The Red Brick Times

  Thursday, May 18, 2006

Legal Debate: Assumptions on medical malpractice called into question

"This research shows that the problem with medical-malpractice litigation is not that too many undeserving people get paid, but rather that not enough deserving people get paid," says Tom Baker, an attorney at the University of Connecticut in Hartford.

From Science News Online, week of May 13, 2006.

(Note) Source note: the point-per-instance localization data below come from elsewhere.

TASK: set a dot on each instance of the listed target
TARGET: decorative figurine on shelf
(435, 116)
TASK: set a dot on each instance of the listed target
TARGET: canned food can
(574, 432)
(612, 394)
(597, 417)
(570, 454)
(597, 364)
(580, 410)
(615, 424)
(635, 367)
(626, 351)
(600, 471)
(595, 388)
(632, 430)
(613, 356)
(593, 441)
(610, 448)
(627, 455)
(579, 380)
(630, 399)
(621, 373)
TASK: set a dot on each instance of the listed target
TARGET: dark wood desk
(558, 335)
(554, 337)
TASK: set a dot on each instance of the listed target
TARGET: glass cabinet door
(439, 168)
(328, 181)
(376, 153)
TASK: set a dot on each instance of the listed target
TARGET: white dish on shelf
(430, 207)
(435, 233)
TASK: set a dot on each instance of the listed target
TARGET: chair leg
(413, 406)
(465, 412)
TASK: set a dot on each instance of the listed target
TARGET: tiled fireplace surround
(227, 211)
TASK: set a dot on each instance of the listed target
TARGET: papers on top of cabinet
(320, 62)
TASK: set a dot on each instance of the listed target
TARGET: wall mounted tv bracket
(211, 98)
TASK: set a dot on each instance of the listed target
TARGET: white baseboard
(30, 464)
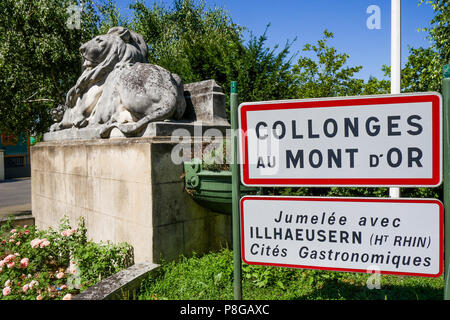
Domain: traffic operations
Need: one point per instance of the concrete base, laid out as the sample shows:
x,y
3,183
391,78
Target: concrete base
x,y
128,190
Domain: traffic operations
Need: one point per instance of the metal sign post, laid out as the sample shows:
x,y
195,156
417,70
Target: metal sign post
x,y
236,194
446,178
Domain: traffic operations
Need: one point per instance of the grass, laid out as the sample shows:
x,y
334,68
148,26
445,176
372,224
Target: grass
x,y
210,277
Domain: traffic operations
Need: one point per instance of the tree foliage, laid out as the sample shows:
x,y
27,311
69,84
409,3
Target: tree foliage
x,y
39,59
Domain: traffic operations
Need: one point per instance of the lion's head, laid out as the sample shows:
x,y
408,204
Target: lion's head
x,y
119,47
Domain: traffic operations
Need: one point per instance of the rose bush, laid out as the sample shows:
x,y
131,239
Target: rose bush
x,y
50,264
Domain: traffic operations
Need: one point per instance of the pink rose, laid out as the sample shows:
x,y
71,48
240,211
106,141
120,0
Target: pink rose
x,y
32,284
35,242
67,297
44,243
24,262
9,258
6,291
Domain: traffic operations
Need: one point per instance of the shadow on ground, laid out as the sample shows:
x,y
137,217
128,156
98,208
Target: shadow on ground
x,y
332,289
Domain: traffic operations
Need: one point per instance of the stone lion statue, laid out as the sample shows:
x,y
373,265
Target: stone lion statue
x,y
118,88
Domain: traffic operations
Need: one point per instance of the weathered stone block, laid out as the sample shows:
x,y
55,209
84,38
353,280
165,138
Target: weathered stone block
x,y
128,190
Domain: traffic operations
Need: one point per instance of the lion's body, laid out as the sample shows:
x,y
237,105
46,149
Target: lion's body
x,y
117,87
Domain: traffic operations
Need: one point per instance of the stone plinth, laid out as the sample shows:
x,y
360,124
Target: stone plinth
x,y
127,190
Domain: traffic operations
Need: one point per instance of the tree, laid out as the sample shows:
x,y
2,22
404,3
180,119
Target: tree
x,y
200,43
326,74
39,59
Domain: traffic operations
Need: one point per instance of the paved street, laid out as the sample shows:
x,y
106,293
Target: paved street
x,y
15,196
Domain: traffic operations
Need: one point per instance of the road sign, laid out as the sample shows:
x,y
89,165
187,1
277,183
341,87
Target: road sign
x,y
392,236
384,140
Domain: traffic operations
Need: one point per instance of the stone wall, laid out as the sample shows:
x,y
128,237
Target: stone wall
x,y
127,190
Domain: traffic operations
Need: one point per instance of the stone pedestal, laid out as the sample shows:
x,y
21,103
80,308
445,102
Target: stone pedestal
x,y
128,190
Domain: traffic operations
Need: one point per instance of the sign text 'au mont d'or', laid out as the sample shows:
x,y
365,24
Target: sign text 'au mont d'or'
x,y
385,140
392,236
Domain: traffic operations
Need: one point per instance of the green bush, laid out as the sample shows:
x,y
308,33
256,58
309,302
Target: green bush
x,y
51,264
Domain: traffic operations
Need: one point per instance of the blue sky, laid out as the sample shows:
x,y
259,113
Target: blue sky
x,y
307,19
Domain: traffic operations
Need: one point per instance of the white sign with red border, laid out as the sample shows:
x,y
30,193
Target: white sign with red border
x,y
392,236
384,140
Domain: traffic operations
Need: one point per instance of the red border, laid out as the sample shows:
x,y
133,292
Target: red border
x,y
435,180
441,231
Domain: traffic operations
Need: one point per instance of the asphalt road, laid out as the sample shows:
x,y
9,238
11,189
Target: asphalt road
x,y
15,196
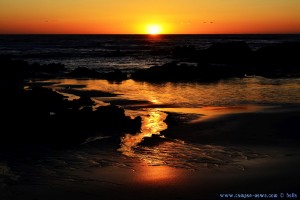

This opens the question of who actually benefits from the practice of medicine. First, we ARE living longer and healthier until we shuffle off. Second, the medical organizations are expanding and erecting "regional health campuses". In Northern Ohio, the Cleveland Clinic is growing and mining suburbia like a mutant prospector octopus. Is this a competetive survival struggle or a way to bury excessive cash flow? Third, those without health insurance or other financial resources are increasingly shut out of this network of glittering new treatment centers, with their radiology departments, laboratories, surgical centers, orthopods, and vision specialists. Compare the scenes at these "medical campuses" with the scenes in traditional 24-7 emergency rooms and urban urgent care facilities. Fourth, individual physicians cannot survive the regulatory and paperwork environment without banding together into large administrative groups. Insurance costs and coding and Medicare billing are too complex to understand. Critical medical decisions are in the hands of clerical functionaries, accountants and lawyers. Last, costs are going up rapidly. Insurance costs, treatment costs, drug costs, everything. Are we getting value for dollars spent? Who is benefiting excessively? How do we make it equitable? Round up the usual suspects? Shrink the bureaucracy, fire the lawyers, tap the insurance companies' massive real estate and stock market portfolios? But that leaves unexamined the matter of our own basic assumptions and practices. Then we can evolve the system. Time to climb back on the stairmaster, drive slower, and replace the steaks with fruit and veggies. Sorry, fast food. You gotta go. Victory garden, here we come.